The last few years have arguably seen some landmark commitments to protect our environment, most recently the Kunming-Montreal Global Biodiversity Framework which commits to ‘protecting 30 percent of earth’s lands, oceans, coastal areas, and inland waters by 2030’. While not lacking ambition, such commitments share a common issue: their size in ambitions and numbers may obscure their traceability, or even more important, their actual feasibility.
Indeed, there is progress on addressing deforestation over the last two decades. Climate Focus’s latest reports on the Global and Regional Forest Declaration Assessment finds that, with regard to forests, countries across the globe increasingly develop and adopt new laws and policies to protect and sustainably manage forests. Yet the rate of present-day loss in forests and natural landscapes is unprecedented. One persisting issue that may explain this is that new laws and policies are often bold in words and regulations but weak in implementation; they lack detail, are in early stages of development, and may overlap or create inconsistencies with other laws and policies. Beyond implementation, means for traceability also remain limited; pledges for restoration and forest conservation are not well monitored or efforts may be dispersed across state, non-state, and international entities, with a lack of coherency further blurring a view on (lagging) progress.

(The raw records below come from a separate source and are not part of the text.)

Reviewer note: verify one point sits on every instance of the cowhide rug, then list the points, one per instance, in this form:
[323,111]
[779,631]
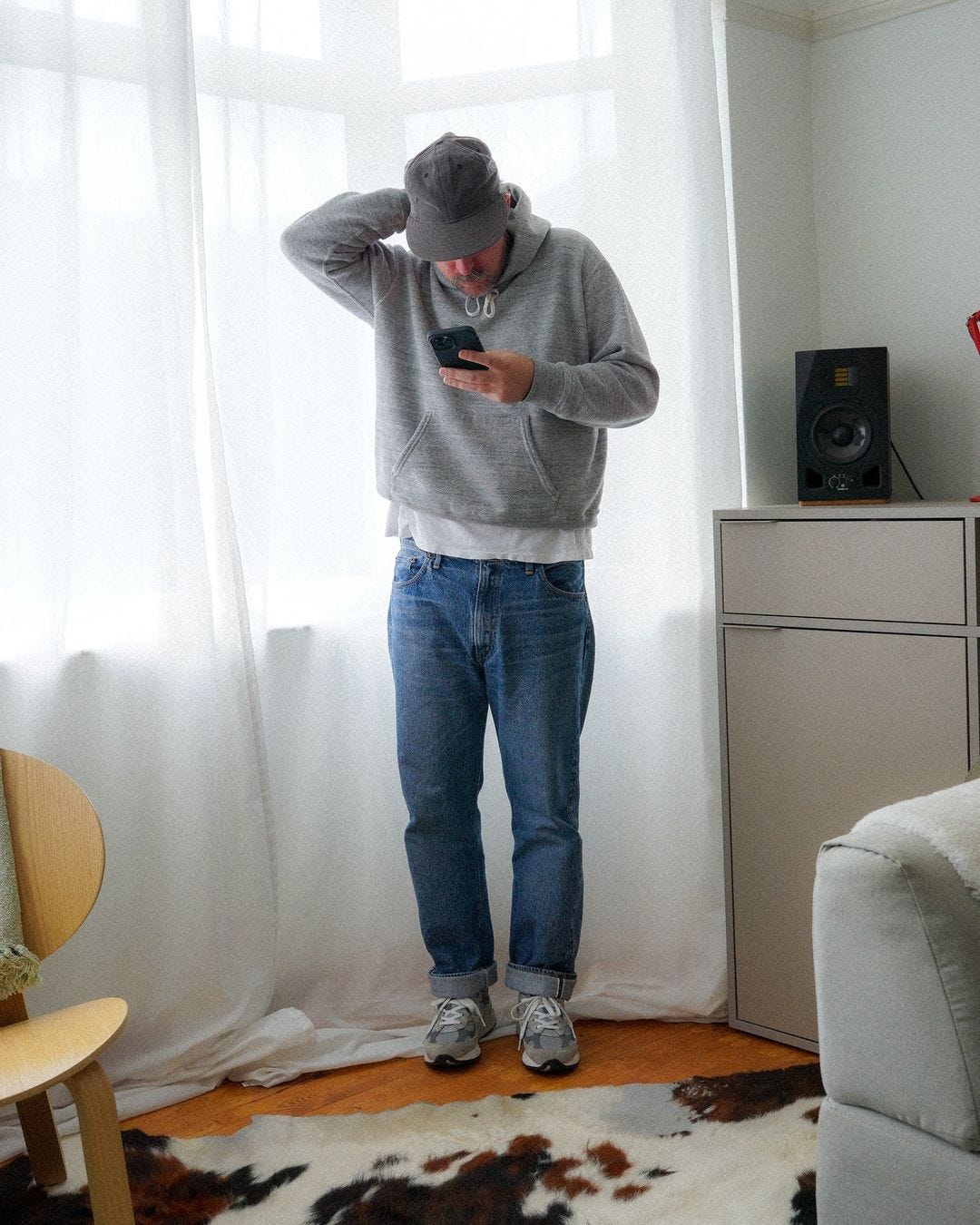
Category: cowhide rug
[727,1151]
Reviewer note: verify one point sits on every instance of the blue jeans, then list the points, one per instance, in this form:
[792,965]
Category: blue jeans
[517,640]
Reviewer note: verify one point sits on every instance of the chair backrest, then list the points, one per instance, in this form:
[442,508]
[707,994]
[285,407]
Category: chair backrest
[58,849]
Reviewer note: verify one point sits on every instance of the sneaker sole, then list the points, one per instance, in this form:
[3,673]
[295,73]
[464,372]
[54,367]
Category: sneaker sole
[450,1063]
[550,1067]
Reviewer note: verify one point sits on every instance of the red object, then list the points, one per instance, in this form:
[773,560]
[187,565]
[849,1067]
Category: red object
[973,328]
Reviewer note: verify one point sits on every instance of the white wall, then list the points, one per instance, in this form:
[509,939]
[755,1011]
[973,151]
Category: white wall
[897,191]
[776,255]
[879,128]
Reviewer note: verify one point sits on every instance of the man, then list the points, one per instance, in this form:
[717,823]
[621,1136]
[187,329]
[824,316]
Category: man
[495,476]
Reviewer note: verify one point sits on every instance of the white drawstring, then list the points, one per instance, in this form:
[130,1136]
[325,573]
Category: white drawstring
[489,305]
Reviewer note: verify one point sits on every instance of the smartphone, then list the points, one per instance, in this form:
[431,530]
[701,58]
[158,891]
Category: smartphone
[447,342]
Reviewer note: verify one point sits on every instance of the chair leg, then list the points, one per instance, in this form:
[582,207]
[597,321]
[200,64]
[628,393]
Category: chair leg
[102,1145]
[41,1137]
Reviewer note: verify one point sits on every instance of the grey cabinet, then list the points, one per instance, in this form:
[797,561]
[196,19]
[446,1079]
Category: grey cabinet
[847,646]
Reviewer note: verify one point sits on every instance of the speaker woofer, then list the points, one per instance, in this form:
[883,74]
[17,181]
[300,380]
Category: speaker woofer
[840,434]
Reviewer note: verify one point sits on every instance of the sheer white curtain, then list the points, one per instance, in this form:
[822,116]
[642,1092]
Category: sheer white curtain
[192,574]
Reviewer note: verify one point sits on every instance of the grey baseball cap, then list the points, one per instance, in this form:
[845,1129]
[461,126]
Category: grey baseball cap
[457,205]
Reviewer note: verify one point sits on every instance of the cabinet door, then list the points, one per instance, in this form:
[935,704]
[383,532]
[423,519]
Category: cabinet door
[822,727]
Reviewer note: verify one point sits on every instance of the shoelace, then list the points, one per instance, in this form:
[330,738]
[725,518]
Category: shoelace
[546,1014]
[452,1012]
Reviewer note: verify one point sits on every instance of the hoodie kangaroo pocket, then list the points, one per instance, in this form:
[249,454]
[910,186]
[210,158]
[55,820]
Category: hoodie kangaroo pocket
[412,444]
[535,461]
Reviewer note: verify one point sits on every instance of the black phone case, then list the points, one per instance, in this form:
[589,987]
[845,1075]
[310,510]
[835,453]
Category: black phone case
[448,340]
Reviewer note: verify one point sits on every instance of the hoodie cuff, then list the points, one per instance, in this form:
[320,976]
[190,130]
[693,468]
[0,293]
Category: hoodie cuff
[548,387]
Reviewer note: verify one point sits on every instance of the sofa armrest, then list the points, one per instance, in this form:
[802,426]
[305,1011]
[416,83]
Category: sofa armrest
[897,961]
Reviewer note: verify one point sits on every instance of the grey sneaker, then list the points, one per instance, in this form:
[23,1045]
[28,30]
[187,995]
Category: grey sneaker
[546,1033]
[454,1038]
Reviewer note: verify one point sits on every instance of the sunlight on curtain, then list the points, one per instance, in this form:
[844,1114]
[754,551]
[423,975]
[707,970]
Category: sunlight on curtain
[192,571]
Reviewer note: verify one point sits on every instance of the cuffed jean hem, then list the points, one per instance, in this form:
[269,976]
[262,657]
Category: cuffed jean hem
[546,983]
[462,986]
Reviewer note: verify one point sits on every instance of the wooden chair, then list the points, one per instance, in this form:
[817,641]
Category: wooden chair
[59,855]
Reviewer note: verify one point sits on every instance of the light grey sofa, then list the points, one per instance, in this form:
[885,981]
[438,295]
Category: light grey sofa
[897,961]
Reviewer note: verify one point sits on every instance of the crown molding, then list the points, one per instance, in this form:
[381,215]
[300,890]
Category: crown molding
[767,15]
[830,20]
[825,21]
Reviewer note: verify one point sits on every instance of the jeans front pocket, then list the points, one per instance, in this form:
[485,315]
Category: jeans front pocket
[565,578]
[410,564]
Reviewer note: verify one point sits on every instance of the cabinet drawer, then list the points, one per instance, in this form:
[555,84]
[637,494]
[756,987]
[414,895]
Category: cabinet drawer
[881,570]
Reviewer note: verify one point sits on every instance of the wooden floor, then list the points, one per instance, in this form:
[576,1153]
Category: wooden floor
[612,1053]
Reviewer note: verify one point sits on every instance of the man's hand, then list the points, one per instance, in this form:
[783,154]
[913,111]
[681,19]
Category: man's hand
[507,378]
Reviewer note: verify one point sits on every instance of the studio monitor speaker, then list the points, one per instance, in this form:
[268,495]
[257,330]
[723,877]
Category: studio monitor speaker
[843,444]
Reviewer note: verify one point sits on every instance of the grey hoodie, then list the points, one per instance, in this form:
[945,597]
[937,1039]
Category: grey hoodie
[455,454]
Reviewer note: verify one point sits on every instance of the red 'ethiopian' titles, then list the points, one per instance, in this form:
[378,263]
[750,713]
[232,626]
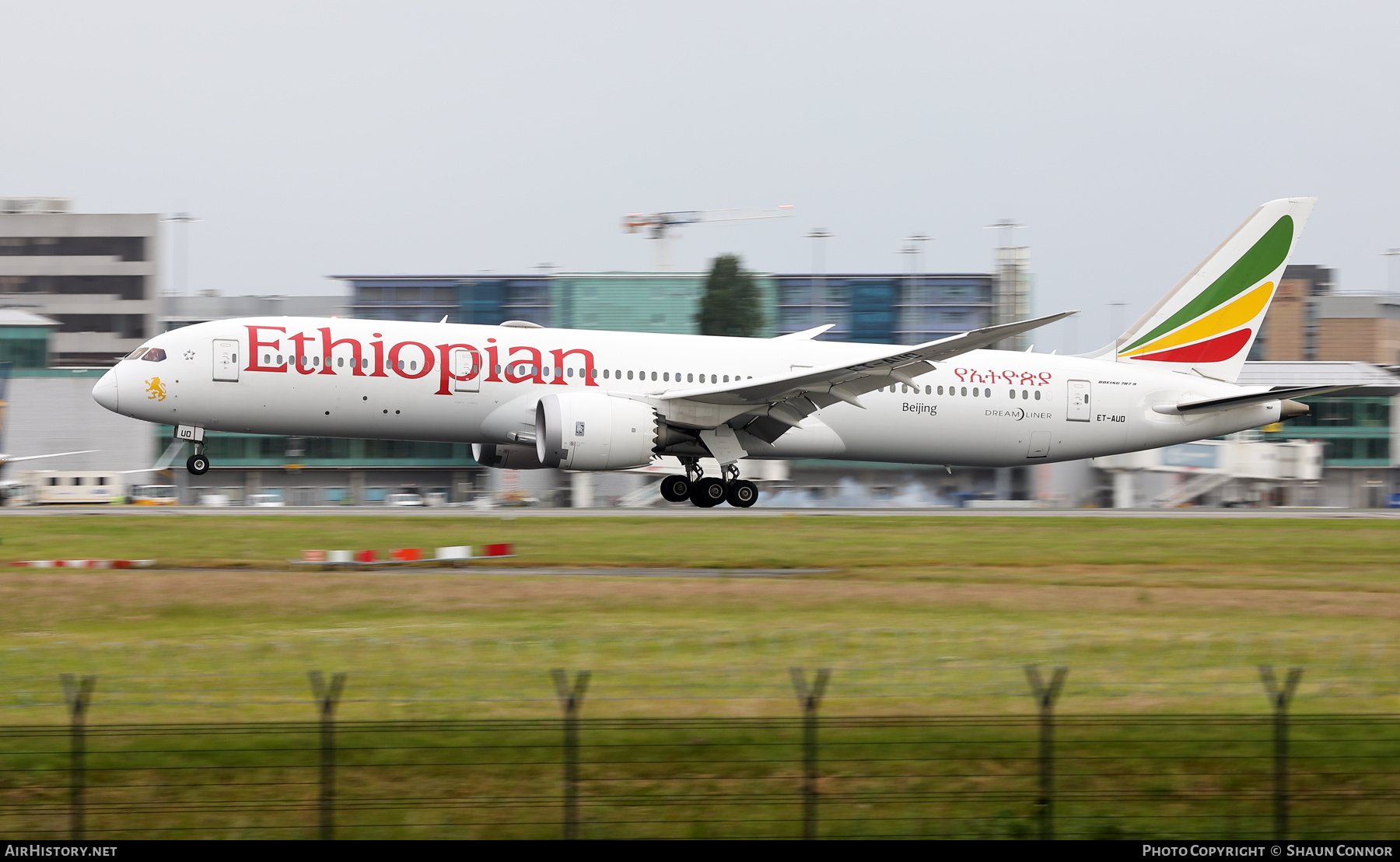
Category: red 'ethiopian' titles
[409,360]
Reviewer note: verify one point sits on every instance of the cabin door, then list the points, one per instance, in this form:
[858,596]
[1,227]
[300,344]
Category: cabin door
[1080,406]
[226,360]
[464,364]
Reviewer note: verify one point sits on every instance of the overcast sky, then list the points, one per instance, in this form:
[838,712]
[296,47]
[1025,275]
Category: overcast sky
[455,138]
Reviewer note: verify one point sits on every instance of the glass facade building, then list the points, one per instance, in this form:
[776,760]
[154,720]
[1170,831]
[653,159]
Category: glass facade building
[871,308]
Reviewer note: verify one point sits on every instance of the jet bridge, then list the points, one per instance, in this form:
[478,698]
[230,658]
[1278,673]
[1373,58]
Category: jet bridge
[1210,465]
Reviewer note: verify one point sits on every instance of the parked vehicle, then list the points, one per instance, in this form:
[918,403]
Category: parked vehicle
[154,496]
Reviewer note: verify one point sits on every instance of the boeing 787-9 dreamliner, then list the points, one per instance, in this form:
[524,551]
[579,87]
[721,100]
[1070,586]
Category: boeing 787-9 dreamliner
[528,396]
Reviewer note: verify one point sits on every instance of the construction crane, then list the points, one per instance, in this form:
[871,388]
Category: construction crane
[658,224]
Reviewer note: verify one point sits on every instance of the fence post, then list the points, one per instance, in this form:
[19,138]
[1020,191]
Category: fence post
[1046,696]
[810,697]
[77,693]
[570,697]
[1280,696]
[327,700]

To make progress and commitments on forest and landscape conservation tangible, current and future high-level commitments should alter their language–rather than solely providing a number or an obscure statement, they should also include a description or commitment to practical means to achieve them. I would like to think international pledges can be rephrased or revised, for example the Kunming-Montreal Global Biodiversity Framework might look like ‘by 2030, each country has an established agency and monitoring system to ensure commitment to protecting 30 percent of earth’s lands, oceans, coastal areas, and inland waters’.
In the end, the means committed to protect the environment is what truly reflects ambition, rather than the commitment itself.